I am trying to convert a MySQL UTF8mb4 database which contains both Thai and English to Postgresql. This appears to go well until I try and add tsearch. Let me outline the steps taken.
- Install this Thai parser https://github.com/zdk/pg-search-thai
- I restore a copy of production locally from a dump file into MariaDB
- Fix some enum values that trip up Postgresql due to them being missing. MariaDB is happy with them :(
Convert some polygons to text format as pgloader does not deal with them gracefully. -Run pgloader against a fresh postgresql database, testdb
pgloader mysql://$MYSQL_USER:$MYSQL_PASSWORD@localhost/$MYSQL_DB postgresql://$PG_USER:$PG_PASSWORD@localhost/testdb
This appears to work, the site, a Laravel one, appears to function although with some bugs to fix due to differences between MariaDB and Postgresql constraint behavior. However when I try and create text vectors for tsearch, I run into encoding issues. This is where I need advice.

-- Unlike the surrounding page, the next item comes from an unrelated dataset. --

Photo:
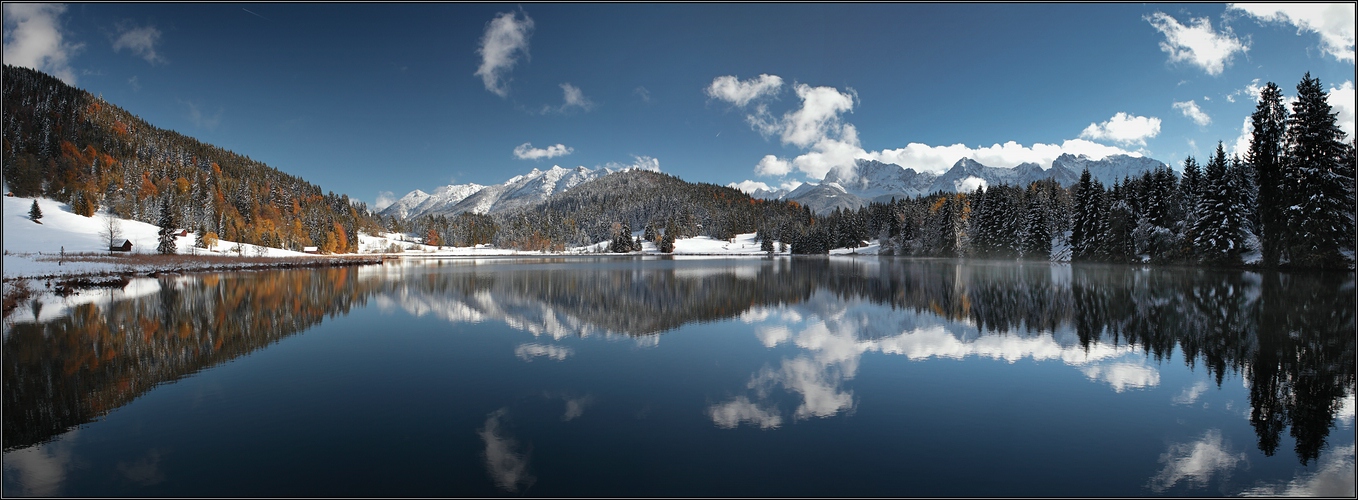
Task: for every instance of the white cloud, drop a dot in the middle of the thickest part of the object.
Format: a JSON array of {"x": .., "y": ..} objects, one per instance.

-- trying to create minimal case, dumping Thai names into a temporary table
CREATE EXTENSION thai_parser;
CREATE TEXT SEARCH CONFIGURATION thai_unstemmed (PARSER = thai_parser);
ALTER TEXT SEARCH CONFIGURATION thai_unstemmed ADD MAPPING FOR a WITH simple;
-- to test the parser is working, which it is
SELECT to_tsvector('thai_unstemmed', 'ข้าวเหนียวส้มตำไก่ย่าง ต้มยำกุ้ง in thailand');
-- to recreate my error I did this
CREATE TABLE vendor_names AS SELECT id,name from vendors_i18n;
ALTER TABLE vendor_names ADD COLUMN tsv_name_th tsvector;
-- this fails
UPDATE vendor_names SET tsv_name_th=to_tsvector('thai_unstemmed', coalesce(name, ''));
The error I get is ERROR: invalid byte sequence for encoding "UTF8": 0x80
If I dump that table and restore into a new Postgresql database I do not get the encoding error.
Questions:
- What is the correct encoding to use for UTF8mb4 to Postgresql for pgloader?
- Is there any way, other than the above, of checking the data being correct UTF8 or not?
- Is the problem in the Thai parser tool?
Any suggestions as to how to solve this would be appreciated.
Cheers,
Gordon
PS I'm an experienced developer but not an experienced DBA.